README ¶
qprof
A tool for profiling the performance of InfluxQL queries.
qprof
works by executing a provided query one or more times against an InfluxDB
server and profiling the server before, during, and after execution. Profiles are
bundled into an archive for easy dissemination.
Because qprof
gathers profiles before and after all queries have executed,
delta profiles become possible, which can help to identify the cost directly
associated with running the queries.
The following queries are captured:
- CPU profile (before, 15s into qprof execution and after);
- Heap profile (before and after);
- goroutine profile (before, 15s into qprof execution and after);
- blocking profile (before and after); and
- mutex profile (before and after).
Finally, qprof
stores all emitted data from the program execution, as well as
the flags that qprof
was initialised with, in a file called info.txt
.
Usage
Ideally the server under test should have as little traffic as possible, so as to ensure accurate profiles. Increasing the concurrency of queries can help to bring the query load to the forefront of the profiles.

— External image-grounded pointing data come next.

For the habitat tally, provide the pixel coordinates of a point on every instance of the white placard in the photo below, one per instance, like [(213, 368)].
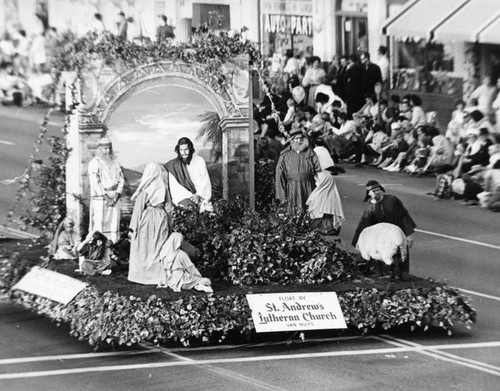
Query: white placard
[(296, 311), (52, 285)]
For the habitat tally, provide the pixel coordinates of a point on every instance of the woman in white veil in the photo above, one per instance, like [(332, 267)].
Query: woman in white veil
[(150, 225)]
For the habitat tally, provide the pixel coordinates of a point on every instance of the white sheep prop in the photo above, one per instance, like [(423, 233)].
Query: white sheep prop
[(386, 243)]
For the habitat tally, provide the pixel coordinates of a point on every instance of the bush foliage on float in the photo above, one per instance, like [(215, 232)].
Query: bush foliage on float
[(247, 249), (113, 319)]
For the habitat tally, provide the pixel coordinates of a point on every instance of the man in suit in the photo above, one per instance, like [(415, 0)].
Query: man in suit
[(372, 74), (355, 76)]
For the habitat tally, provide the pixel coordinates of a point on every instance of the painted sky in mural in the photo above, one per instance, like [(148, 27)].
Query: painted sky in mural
[(147, 126)]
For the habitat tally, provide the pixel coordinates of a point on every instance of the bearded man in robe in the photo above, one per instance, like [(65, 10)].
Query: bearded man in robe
[(106, 186), (297, 166), (188, 177)]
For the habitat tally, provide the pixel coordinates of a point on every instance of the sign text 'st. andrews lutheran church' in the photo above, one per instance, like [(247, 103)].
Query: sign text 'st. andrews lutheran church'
[(296, 311)]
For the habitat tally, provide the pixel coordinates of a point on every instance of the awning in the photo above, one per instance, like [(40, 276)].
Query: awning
[(421, 17), (471, 23), (491, 33)]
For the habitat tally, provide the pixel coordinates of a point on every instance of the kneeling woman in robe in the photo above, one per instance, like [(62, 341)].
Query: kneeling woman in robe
[(178, 270), (150, 225)]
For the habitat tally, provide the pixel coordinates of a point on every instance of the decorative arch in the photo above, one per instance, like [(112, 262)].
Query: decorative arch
[(104, 89)]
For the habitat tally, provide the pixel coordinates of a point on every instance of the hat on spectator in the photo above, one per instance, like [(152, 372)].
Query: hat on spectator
[(298, 94), (371, 185), (104, 142), (396, 126)]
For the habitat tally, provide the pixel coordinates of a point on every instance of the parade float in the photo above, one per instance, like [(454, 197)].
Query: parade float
[(247, 246)]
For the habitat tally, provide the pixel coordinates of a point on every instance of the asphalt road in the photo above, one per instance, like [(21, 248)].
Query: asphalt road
[(19, 129), (456, 243)]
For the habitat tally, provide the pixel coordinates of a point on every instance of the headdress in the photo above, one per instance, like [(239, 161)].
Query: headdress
[(370, 185), (104, 142)]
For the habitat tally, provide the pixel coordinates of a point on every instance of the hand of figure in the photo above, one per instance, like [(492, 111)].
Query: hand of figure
[(109, 200), (169, 207), (196, 199)]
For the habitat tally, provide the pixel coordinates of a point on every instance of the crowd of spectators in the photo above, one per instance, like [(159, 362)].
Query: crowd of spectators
[(25, 63), (347, 109)]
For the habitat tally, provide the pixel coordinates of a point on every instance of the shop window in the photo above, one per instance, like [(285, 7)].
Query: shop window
[(424, 67), (215, 16)]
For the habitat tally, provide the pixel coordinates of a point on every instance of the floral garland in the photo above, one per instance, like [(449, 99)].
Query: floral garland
[(76, 54)]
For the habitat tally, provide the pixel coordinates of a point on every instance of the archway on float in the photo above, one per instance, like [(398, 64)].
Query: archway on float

The tool can either run a query n
number of times, or it can keep running the
query for a fixed duration of time (using -d
).
Note: for the during profiles to be of use, it's important that qprof
run for a reasonable
amount of time. It should run for at least one minute. If the query portion of the
program does not last for at least a minute, the following warning will be emitted:
***** NOTICE - QUERY EXECUTION 42.637249ms *****
This tool works most effectively if queries are executed for at least one minute
when capturing CPU profiles. Consider increasing `-n` or setting `-t 1m`.
Short queries can be difficult to profile if they're only run serially one at
a time because they often don't involve much CPU work. If the queries are short,
e.g., under one seconds, or they're not coming through in profiles, consider
increasing the concurrency setting (-c
) to provide more query load.
Options
⇒ qprof -help
Usage of qprof:
-cpu
Include CPU profile (will take at least 30s) (default true)
-db string
Database to query (required)
-host string
scheme://host:port of server/cluster/load balancer. (default: http://localhost:8086) (default "http://localhost:8086")
-k Skip SSL certificate validation
-n int
Repeat query n times (default 1 if -d not specified) (default 1)
-out string
Output directory (default ".")
-pass string
Password if using authentication (optional)
-t duration
Repeat query for this period of time (optional and overrides -n)
-user string
Username if using authentication (optional)
Examples
Here are some example uses:
// Run this query for 10m.
$ qprof -db mydb -host http://example.com:8086 -t 10m "SELECT count(*) FROM m9 WHERE time > now() - 4m"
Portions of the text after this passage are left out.